На кухне, заваленной грязной посудой, я с трудом отыскал кофейник, ополоснул его, поставил на огонь, – запах и тут был ужасный. Когда вода закипела, я сделал нам по чашке кофе, расчистил уголок стола, уселся рядом с ней.
– Какой ты хороший, Мак! – бормотала она. – А времени сколько?
Был уже час ночи.
– Знаю я, какой у меня видок к часу ночи, ты не думай, милый, я про себя все знаю. А хорошо мы с тобой посидели. Прямо как на танцы съездила. Нет, подумай-ка, старая рухлядь вроде меня, а с таким шикарным кавалером вечерок провела!

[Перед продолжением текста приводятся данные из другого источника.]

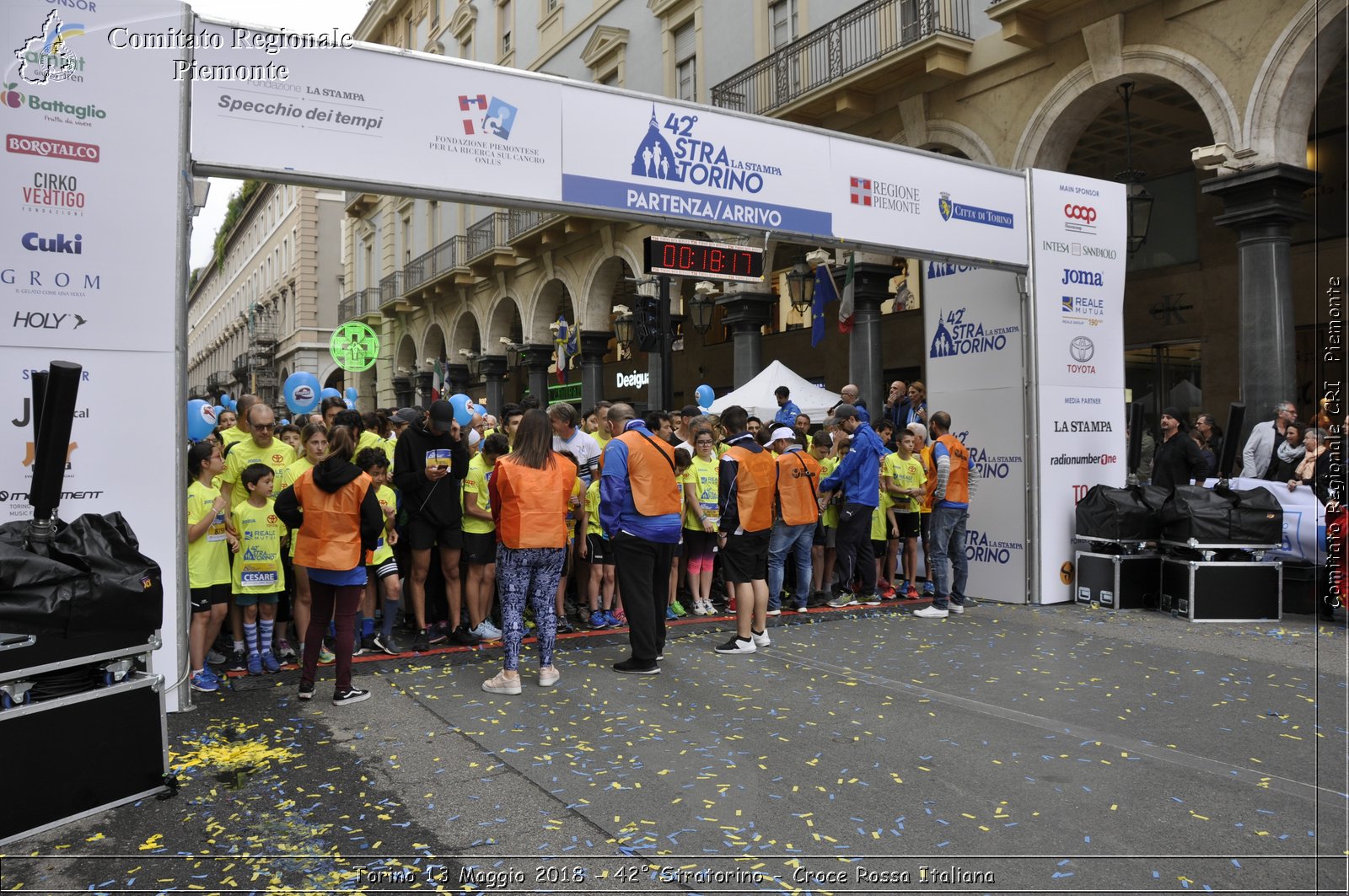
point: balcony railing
(489, 233)
(840, 47)
(442, 260)
(357, 305)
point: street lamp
(1137, 200)
(701, 305)
(800, 287)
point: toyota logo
(1081, 212)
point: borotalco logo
(1083, 278)
(957, 336)
(49, 148)
(58, 243)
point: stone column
(746, 314)
(456, 378)
(865, 365)
(537, 359)
(494, 373)
(594, 345)
(1261, 206)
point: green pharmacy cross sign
(354, 346)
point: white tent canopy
(757, 395)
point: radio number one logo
(354, 346)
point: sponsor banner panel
(73, 165)
(1083, 444)
(989, 424)
(341, 111)
(660, 159)
(971, 319)
(888, 196)
(1079, 258)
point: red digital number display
(696, 258)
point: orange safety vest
(532, 512)
(755, 487)
(330, 537)
(796, 491)
(651, 474)
(958, 480)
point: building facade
(1236, 131)
(266, 305)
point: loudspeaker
(1231, 442)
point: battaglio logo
(957, 336)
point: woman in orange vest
(530, 489)
(336, 518)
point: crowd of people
(312, 541)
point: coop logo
(497, 116)
(973, 213)
(1079, 219)
(47, 57)
(980, 548)
(957, 336)
(58, 243)
(884, 195)
(51, 192)
(49, 148)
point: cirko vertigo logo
(51, 148)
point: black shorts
(910, 523)
(599, 550)
(206, 598)
(424, 534)
(479, 548)
(745, 556)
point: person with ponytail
(208, 559)
(335, 516)
(530, 489)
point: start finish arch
(373, 119)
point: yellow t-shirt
(593, 523)
(705, 476)
(476, 489)
(208, 556)
(830, 516)
(258, 563)
(906, 474)
(880, 525)
(384, 550)
(278, 455)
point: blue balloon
(202, 420)
(301, 393)
(463, 406)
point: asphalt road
(1012, 749)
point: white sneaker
(931, 613)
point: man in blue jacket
(641, 510)
(860, 476)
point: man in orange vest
(641, 507)
(798, 512)
(950, 513)
(745, 491)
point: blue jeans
(784, 541)
(949, 541)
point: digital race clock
(698, 258)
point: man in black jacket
(1177, 459)
(431, 462)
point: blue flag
(825, 293)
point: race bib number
(255, 575)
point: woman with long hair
(335, 517)
(530, 489)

– Оставь, Грейси, что уж там хорошего, – сказал я, – Весь вечер за призраками гонялись, это я виноват. Когда-нибудь мы с тобой по-настоящему посидим, без всяких призраков, только ты и я.
– Милый ты мой…
– Еще что-нибудь расскажешь?
– Если не засну, милый. Будь я лет на десять моложе, заснули бы вместе. Хотя нет, ты же не хочешь.
– Нет, Грейси. Не надо.
– Милый… – Она выпила свой кофе, голова клонится вниз, глазки еле видны за расплывшейся тушью. – Тебе ведь Сильвию надо найти, так? Знаешь, миленький, мне лучше, я ни в кого не влюблюсь, никогда. Даже в тебя, миленький. Что тебе еще сказать про Сильвию? Огорчать тебя не хочется. Ты же такой хороший.
– Меня огорчить не так просто, да и про Сильвию я достаточно знаю. Достаточно, Грейси.
– Ладно, что с меня взять? Все говорила ей: ты на меня, мол, посмотри. Ох, устала я, милый, сильно устала.
– Дальше-то что с ней сталось?
– А тебе не все равно?
– Расскажи, Грейси, – умолял я ее.
– Ты про Молли Бэнтер слыхал?
– Про какую Молли Бэнтер?
– Ну, про ту самую, из заведения. Как-то зашла к нам в балаган, как раз смена Сильвии была, увидела ее в окно и зашла, поговорила с ней, карточку свою оставила с адресом. Вот и все.
– Ты думаешь, Сильвия к ней перешла, когда ее с работы выгнали?
– Так и есть.
– И что потом?
– Что потом! Мы с ней из-за этого жутко разругались. Сильвия из дома ушла, я ждала ее, ждала, целый месяц прождала. И позвонила к Молли Бэнтер. Даже сходила туда. Никакой там Сильвии не было. Не знаю.
– Так что все-таки с ней сталось, Грейси?
– Ох милый, устала я. Ты бы шел домой, а? Что-то мозги не ворочаются.
– Сначала скажи мне, что сталось с Сильвией.
– Не могу, милый мой, не могу. Ушла она, вот и все. Куда, зачем – а черт ее знает, куда. Ушла, и с концами. Не понимаешь, что ли, куда она могла уйти? Ступай домой, Мак.
Я поднялся и тут впервые почувствовал, до чего тут жарко и душно. Рубашка промокла насквозь, хоть выжимай. Лестница казалась нескончаемой, а на улице я поймал такси.
В отеле мне подали телеграмму от Саммерса. Еще тысяча долларов на расходы.